Exploration plots¶
PLSCAN exposes several attributes for inspecting and visualizing its cluster hierarchy.
[9]:
import numpy as np
import matplotlib.pyplot as plt
from fast_plscan import PLSCAN
plt.rcParams["figure.dpi"] = 150
plt.rcParams["figure.figsize"] = (2.75, 0.618 * 2.75)
data = np.load("data/clusterable/sources/clusterable_data.npy")
Condensed tree¶
Like HDBSCAN*, PLSCAN provides a condensed tree that summarizes how clusters merge as mutual reachability distance increases. Each branch represents a cluster lineage, and branch joins indicate merge events.
In PLSCAN visualizations, the tree is shown using distance-based quantities, which makes distance cuts directly interpretable.
[10]:
c = PLSCAN().fit(data)
c.condensed_tree_.plot(select_clusters=True)
plt.show()
The distance_cut() method can be used to extract clusters at a given distance:
[11]:
labels, probs = c.distance_cut(0.015)
plt.scatter(*data.T, c=labels % 10, s=1, alpha=0.4, linewidth=0, cmap="tab10")
plt.axis("off")
plt.show()
Leaf tree¶
PLSCAN does not select final clusters directly from the condensed tree. Instead, it builds a leaf-tree hierarchy that tracks which clusters are leaves (clusters with no child clusters) at each minimum cluster size threshold. The leaf_tree_ attribute stores this hierarchy:
[12]:
c = PLSCAN().fit(data)
c.leaf_tree_.plot(select_clusters=True, leaf_separation=0.1)
plt.show()
The min_cluster_size_cut() method can be used to extract clusters at a given minimum cluster size:
[13]:
labels, probs = c.min_cluster_size_cut(300)

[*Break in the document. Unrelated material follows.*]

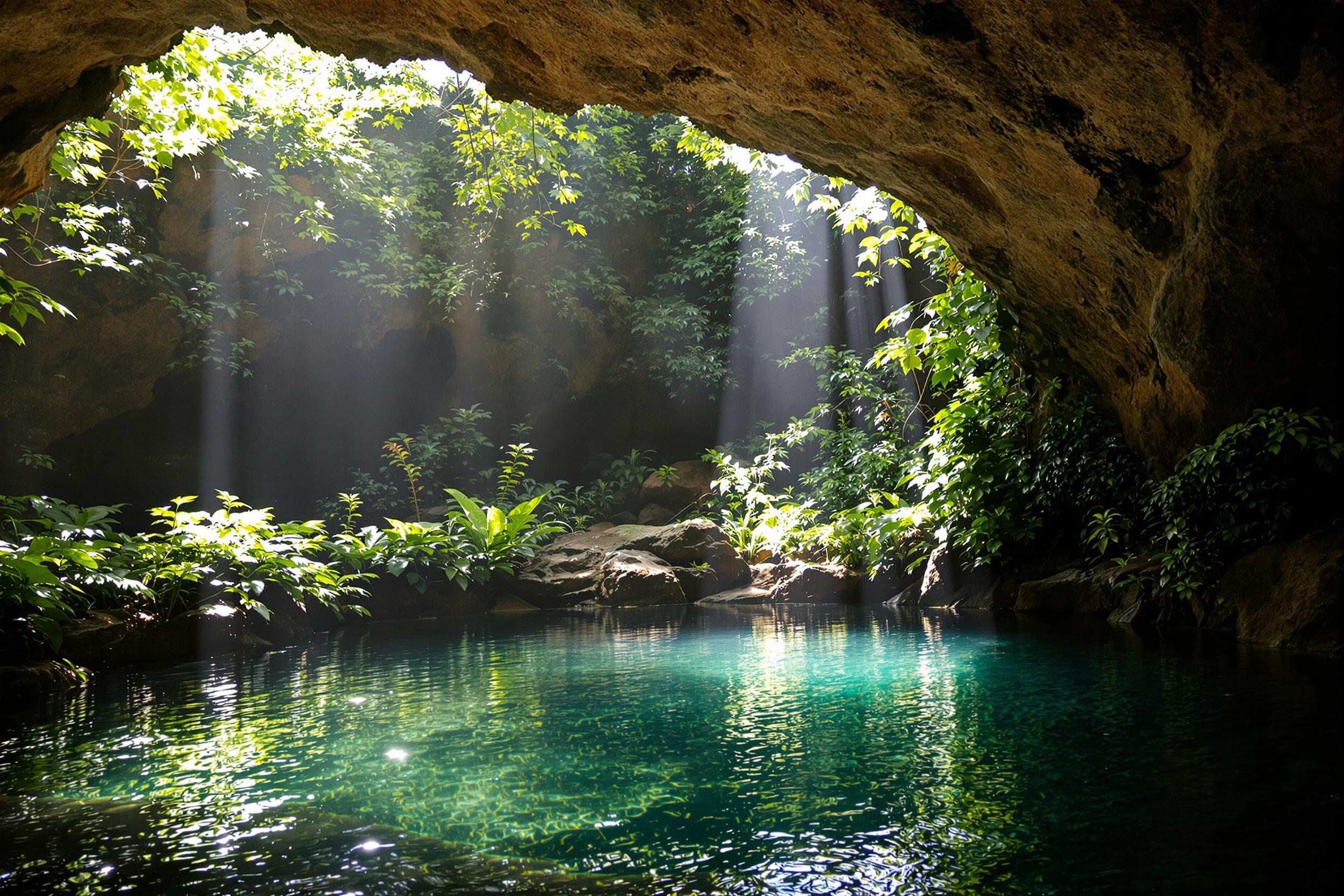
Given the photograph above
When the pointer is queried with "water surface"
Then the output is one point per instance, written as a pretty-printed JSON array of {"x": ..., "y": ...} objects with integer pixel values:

plt.scatter(*data.T, c=labels % 10, s=1, alpha=0.4, linewidth=0, cmap="tab10")
plt.axis("off")
plt.show()
Persistence trace¶
PLSCAN selects clusters from the leaf tree by computing each leaf cluster’s persistence and finding the minimum cluster size threshold with the highest total persistence. The persistence_trace_ attribute visualizes this minimum-cluster-size vs persistence curve.
[14]:
c.persistence_trace_.plot()
plt.show()
By default, PLSCAN selects the minimum cluster size threshold with the highest persistence value. Other robust alternatives can be explored with the cluster_layers method:
[15]:
layers = c.cluster_layers(max_peaks=4)
for i, (size, labels, probs) in enumerate(layers):
plt.subplot(2, 2, i + 1)
plt.scatter(*data.T, c=labels % 10, s=1, alpha=0.4, linewidth=0, cmap="tab10")

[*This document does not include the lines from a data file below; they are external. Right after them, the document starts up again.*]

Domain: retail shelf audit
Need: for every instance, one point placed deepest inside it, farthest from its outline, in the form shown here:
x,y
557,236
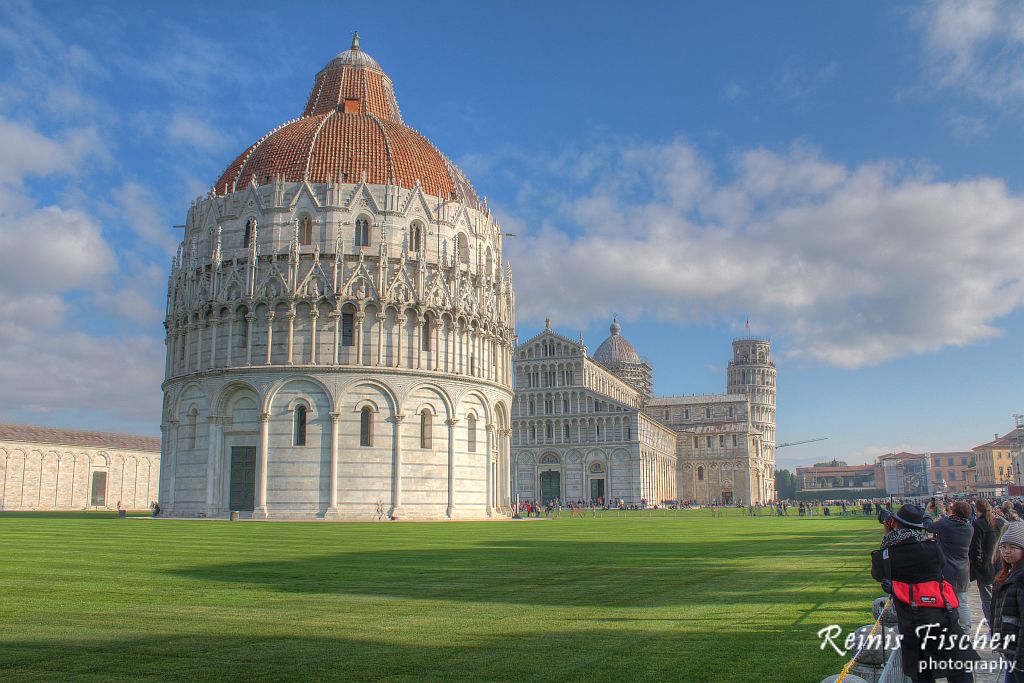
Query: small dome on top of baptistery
x,y
350,130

plt.title(f"mcs={int(size)}") # mcs = min cluster size
plt.axis("off")
plt.subplots_adjust(left=0, right=1, top=1, bottom=0)
plt.show()
These interesting clusterings relate to peaks in the minimum_cluster_size–persistence curve:
[16]:
c.persistence_trace_.plot()
plt.vlines(list(zip(*layers))[0], *plt.ylim(), color="k", linewidth=0.5, zorder=1)
plt.xlim([0, 300])
plt.show()